Diagnosing Knowledge Conflict in Multimodal Long-Chain Reasoning
This work addresses a critical problem in AI for improving the reliability of multimodal reasoning systems, though it is incremental as it builds on existing knowledge conflict concepts.
The paper tackled failures in multimodal large language models during long chain-of-thought reasoning caused by conflicting knowledge sources, revealing through internal representation analysis that conflict types are linearly separable, localized in specific layers, and asymmetrically manipulable, enabling principled diagnosis and control of these failures.

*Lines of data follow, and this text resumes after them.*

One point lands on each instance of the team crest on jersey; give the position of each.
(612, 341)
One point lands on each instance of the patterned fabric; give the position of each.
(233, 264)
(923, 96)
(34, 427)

Multimodal large language models (MLLMs) in long chain-of-thought reasoning often fail when different knowledge sources provide conflicting signals. We formalize these failures under a unified notion of knowledge conflict, distinguishing input-level objective conflict from process-level effective conflict. Through probing internal representations, we reveal that: (I) Linear Separability: different conflict types are explicitly encoded as linearly separable features rather than entangled; (II) Depth Localization: conflict signals concentrate in mid-to-late layers, indicating a distinct processing stage for conflict encoding; (III) Hierarchical Consistency: aggregating noisy token-level signals along trajectories robustly recovers input-level conflict types; and (IV) Directional Asymmetry: reinforcing the model's implicit source preference under conflict is far easier than enforcing the opposite source. Our findings provide a mechanism-level view of multimodal reasoning under knowledge conflict and enable principled diagnosis and control of long-CoT failures.